Hingga saat ini, Indonesia dinilai belum memiliki produk hukum yang cukup progresif dan berperan dalam hal mencegah dan menangani kekerasan seksual.
Terlebih, KUHP saat ini masih dalam proses revisi, sedangkan Undang-undang Tindak Pidana Kekerasan Seksual (UU TPKS, sebelumnya RUU PKS) belum diundangkan hingga saat ini.
Ketua Yayasan Lembaga Bantuan Hukum Indonesia (YLBHI) Muhammad Isnur menilai bahwa Permendikbud yang diteken Menteri Pendidikan Kebudayaan Riset dan Teknologi Nadiem Makarim itu membawa perubahan signifikan di kampus.
"Permendikbud ini sudah sangat banyak membawa kemajuan di kampus-kampus dengan membuat peraturan-peraturan turunan. Beberapa kampus sudah menerapkan peraturan lanjutannya," ujar Isnur dalam jumpa pers, Senin (11/4/2022).
"Permendikbud ini sudah berdaya guna bagi korban-korban yang selama ini mendapatkan kekerasan seksual," tambahnya.
Ia memberi contoh sejumlah kasus kekerasan seksual di beberapa daerah yang didampingi oleh YLBHI.
Menurutnya, para advokat LBH merasa bahwa penanganan kasusnya tak lagi selambat dulu, di mana kampus belum memiliki mekanisme untuk itu.
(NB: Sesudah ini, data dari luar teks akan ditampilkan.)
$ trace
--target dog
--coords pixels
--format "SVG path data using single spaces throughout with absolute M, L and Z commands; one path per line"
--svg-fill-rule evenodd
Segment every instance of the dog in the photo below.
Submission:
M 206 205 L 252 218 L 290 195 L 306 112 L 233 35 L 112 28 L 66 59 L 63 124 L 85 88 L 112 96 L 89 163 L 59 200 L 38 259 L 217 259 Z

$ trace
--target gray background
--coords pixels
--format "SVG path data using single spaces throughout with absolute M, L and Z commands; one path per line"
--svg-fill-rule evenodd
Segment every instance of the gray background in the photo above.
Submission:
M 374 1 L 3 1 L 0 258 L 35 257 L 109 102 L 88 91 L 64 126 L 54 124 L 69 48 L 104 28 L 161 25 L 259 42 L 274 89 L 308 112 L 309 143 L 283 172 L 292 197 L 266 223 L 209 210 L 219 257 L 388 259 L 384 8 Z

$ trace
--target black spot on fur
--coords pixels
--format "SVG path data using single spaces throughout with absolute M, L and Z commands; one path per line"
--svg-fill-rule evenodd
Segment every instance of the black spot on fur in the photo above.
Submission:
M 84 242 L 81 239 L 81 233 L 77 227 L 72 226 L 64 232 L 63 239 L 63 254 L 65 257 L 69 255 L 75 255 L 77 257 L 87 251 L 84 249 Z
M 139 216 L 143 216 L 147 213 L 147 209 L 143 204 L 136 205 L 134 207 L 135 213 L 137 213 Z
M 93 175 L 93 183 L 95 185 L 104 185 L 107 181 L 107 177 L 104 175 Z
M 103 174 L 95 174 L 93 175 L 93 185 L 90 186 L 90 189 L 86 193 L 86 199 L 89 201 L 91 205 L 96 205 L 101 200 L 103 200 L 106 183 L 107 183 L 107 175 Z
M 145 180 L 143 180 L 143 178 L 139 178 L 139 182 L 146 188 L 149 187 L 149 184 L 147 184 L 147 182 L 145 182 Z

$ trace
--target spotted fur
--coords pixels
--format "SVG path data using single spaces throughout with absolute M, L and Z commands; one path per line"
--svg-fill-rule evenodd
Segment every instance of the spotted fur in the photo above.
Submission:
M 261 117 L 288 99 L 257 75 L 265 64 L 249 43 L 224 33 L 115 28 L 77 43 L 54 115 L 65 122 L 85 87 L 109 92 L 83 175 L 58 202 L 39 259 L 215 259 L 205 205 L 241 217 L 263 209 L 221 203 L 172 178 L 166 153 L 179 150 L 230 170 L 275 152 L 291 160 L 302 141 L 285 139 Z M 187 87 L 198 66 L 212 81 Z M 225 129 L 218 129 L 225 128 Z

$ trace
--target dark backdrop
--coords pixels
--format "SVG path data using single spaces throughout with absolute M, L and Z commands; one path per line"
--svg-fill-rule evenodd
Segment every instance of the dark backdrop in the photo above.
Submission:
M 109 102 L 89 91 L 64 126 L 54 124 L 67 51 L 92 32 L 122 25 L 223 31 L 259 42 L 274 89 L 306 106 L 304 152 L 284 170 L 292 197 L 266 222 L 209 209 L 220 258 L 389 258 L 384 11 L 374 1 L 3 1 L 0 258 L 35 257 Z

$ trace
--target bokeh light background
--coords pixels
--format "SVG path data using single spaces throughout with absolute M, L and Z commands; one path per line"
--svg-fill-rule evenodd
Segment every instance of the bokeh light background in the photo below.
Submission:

Permendikbud ini juga dianggap memberikan orientasi yang jelas jika ada kampus-kampus yang tidak menuntaskan kasus kekerasan seksual di wilayahnya.
"Sekarang kampus punya kewajiban menangani ini, membentuk tim, dan lain-lain," kata Isnur.
"Dalam praktiknya, sejak 2021 disahkan, ini nyata manfaatnya buat korban, buat seluruh ekosistem di pendidikan tinggi, baik itu mahasiswa, dosen, para pejabat, untuk tidak gamang lagi menangani kasus-kasus dugaan kekerasan seksual," jelasnya.
Oleh karena itu, YLBHI dan sejumlah organisasi sipil berencana melayangkan amicus curiae atau sahabat peradilan kepada Mahkamah Agung, guna menolak permohonan uji materiil Permendikbud itu yang dilayangkan oleh Lembaga Kerapatan Adat Alam Minangkabau (LKAAM).